Erst 2023 bezugsfertig

Warum sich Sanierung der Dürer-Schule um zwei Jahre verzögert

Von Denny Kleindienst
Blick auf die Baustelle der Albrecht-Dürer Grundschule in Halle.
Blick auf die Baustelle der Albrecht-Dürer Grundschule in Halle. (Foto: Silvio Kison)

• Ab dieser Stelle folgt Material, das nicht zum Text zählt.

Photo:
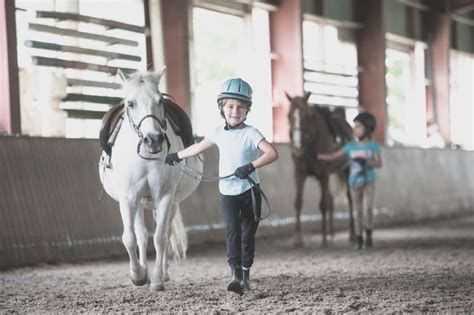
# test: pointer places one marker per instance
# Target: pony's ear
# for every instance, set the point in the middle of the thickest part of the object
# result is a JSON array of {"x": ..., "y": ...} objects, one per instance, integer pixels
[
  {"x": 158, "y": 74},
  {"x": 307, "y": 95},
  {"x": 122, "y": 75}
]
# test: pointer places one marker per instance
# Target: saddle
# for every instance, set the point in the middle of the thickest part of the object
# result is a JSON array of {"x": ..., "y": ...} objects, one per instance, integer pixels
[{"x": 175, "y": 115}]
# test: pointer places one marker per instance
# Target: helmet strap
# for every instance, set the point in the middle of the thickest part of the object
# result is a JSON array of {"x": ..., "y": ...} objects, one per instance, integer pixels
[{"x": 229, "y": 126}]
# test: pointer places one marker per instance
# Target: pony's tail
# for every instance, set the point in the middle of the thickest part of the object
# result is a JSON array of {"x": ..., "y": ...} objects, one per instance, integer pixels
[{"x": 178, "y": 242}]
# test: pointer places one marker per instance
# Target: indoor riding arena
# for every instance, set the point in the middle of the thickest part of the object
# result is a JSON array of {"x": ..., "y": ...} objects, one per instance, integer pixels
[{"x": 91, "y": 216}]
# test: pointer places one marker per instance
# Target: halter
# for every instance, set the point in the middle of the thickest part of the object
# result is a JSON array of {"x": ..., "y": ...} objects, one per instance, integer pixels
[{"x": 136, "y": 129}]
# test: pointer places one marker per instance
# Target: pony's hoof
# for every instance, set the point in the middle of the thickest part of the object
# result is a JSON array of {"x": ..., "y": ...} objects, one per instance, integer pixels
[
  {"x": 298, "y": 243},
  {"x": 157, "y": 287},
  {"x": 140, "y": 282}
]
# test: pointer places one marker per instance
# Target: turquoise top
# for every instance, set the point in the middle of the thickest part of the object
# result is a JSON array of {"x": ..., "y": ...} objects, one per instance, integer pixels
[{"x": 360, "y": 175}]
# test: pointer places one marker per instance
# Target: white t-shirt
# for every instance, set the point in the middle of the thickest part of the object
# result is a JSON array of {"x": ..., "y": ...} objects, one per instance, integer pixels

Halle (Saale)/MZ - Die Grundschule „Albrecht Dürer“ in der gleichnamigen Straße im Paulusviertel wird noch länger als geplant eine Baustelle bleiben. Derzeit werden die Kinder in einem Ausweichobjekt in der Dölauer Straße unterrichtet, ein Ersatzverkehr dorthin mit dem Schulbus wurde eingerichtet. Die Rückkehr ins sanierte Gebäude war ursprünglich in diesem Jahr geplant und zuletzt laut Schulleiterin Jacqueline Sdralek-Wildt im Frühjahr 2022. Inzwischen wird im Sommer 2023 mit einem Abschluss der Sanierungsarbeiten gerechnet, wie die Stadt mitteilt.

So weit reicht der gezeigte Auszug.